Rajshree Pathy, a non-conformist all her life, is proud to be a small-town entrepreneur with big ambitions (she runs the Coimbatore-based Rajshree Sugars and Chemicals Limited, a company with interests across integrated fields such as sugar, distillery, power co-generation and biotechnology), but is obsessed about "doing the right thing".

That, of course, is the spirit behind her suit against Axis Bank for selling her company an exotic derivative hedge against forex losses -- Pathy's plaint, as well as that of others who've filed suits against the banks, is that they never understood the complex products they were sold but bought them in good faith. Estimates of the potential loss from such products, primarily in the SME sector, range from $3bn to $5bn, a figure large enough to wipe out many of those who bought these products.

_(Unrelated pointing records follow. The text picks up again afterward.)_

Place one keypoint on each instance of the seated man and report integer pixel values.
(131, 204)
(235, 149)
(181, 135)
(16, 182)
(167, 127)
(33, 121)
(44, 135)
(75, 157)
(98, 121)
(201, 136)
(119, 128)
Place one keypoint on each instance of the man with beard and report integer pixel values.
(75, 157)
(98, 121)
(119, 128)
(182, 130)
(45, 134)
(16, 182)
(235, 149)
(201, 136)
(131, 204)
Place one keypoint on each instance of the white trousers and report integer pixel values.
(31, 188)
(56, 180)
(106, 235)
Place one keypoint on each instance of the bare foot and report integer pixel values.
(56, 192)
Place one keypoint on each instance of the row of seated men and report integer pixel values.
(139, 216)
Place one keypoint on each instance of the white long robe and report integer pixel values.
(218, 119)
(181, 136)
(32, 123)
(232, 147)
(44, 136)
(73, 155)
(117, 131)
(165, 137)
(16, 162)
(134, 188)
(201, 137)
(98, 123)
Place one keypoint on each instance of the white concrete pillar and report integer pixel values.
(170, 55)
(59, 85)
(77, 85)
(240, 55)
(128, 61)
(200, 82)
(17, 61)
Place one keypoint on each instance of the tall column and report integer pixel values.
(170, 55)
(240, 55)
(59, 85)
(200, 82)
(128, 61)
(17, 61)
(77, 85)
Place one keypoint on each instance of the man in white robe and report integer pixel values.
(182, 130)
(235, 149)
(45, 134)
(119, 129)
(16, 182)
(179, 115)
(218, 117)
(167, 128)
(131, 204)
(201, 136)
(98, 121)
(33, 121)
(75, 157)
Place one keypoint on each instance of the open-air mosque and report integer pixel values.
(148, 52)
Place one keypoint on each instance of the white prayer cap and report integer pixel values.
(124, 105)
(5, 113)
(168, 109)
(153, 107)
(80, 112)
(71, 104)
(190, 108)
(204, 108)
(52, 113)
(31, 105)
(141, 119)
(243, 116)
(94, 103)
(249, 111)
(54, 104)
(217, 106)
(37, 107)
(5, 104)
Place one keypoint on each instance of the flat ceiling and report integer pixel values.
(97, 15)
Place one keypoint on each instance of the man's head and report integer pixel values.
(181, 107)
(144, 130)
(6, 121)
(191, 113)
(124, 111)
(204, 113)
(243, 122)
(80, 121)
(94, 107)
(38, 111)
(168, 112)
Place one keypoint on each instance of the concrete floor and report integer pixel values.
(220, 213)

Pathy defied a feudal family setup to become a professional woman. She became first woman president of the powerful Indian Sugar Mills Association (ISMA) in 2004-05.

She is currently the president of the South India Sugar Mills Association (SISMA) for a second term, from 2007 to 2009. She was named Global Leader for Tomorrow by the World Economic Forum at Davos in 1996.

Pathy is best known for her sponsorship and lobbying for the ethanol blending programme and under her presidentship, ISMA signed a tripartite agreement binding oil companies and sugar factories all over the country. Once the petroleum ministry bought her idea of blending petrol with 5 per cent ethanol, this forced all constituents to a common table.

But it is all the controls imposed by government on the sugar industry that consumes Pathy. She has some pertinent questions. When 67 per cent of all sugar is consumed by institutional buyers like soft drinks manufacturers, food manufacturers, the pharma industry, and so on; 20 per cent by average middle class households; and 10 per cent by the Public Distribution System, why should the sugar industry be forced to subsidise consumers? "We support the largest segment of organised industry-aided farming. Why is the government not supporting this industry?" she asks.

The industry is also up in arms against the very high weight of sugar in the WPI, which makes it the single most sensitive commodity supposedly contributing to inflation. "This needs to be urgently revisited as this figure is not relevant today -- the basket has widened," Pathy says.

She predicts that unless sugar prices are allowed to stay at realistic rates based upon the current sugarcane pricing of both the central and state governments, the industry will die and India will have to import sugar in future.

Pathy has a range of other interests: art, wellness, music and the revival of traditional craft, and her family's spirit of philanthropy. Delhi fascinates but also irritates her.

"Power is really about giving it away for a larger purpose," she says, but Delhi's self-absorption angers her. "The news you read about in Coimbatore? Well, if you're in Delhi you're part of those who make it," she says.

Pathy dreams of the day India can compete with sugar producers like Brazil where sugar producers don't have to ask government permission each they want to add to capacity.

With her, the personal is the political: "never put curbs, never exploit a handicap," she says.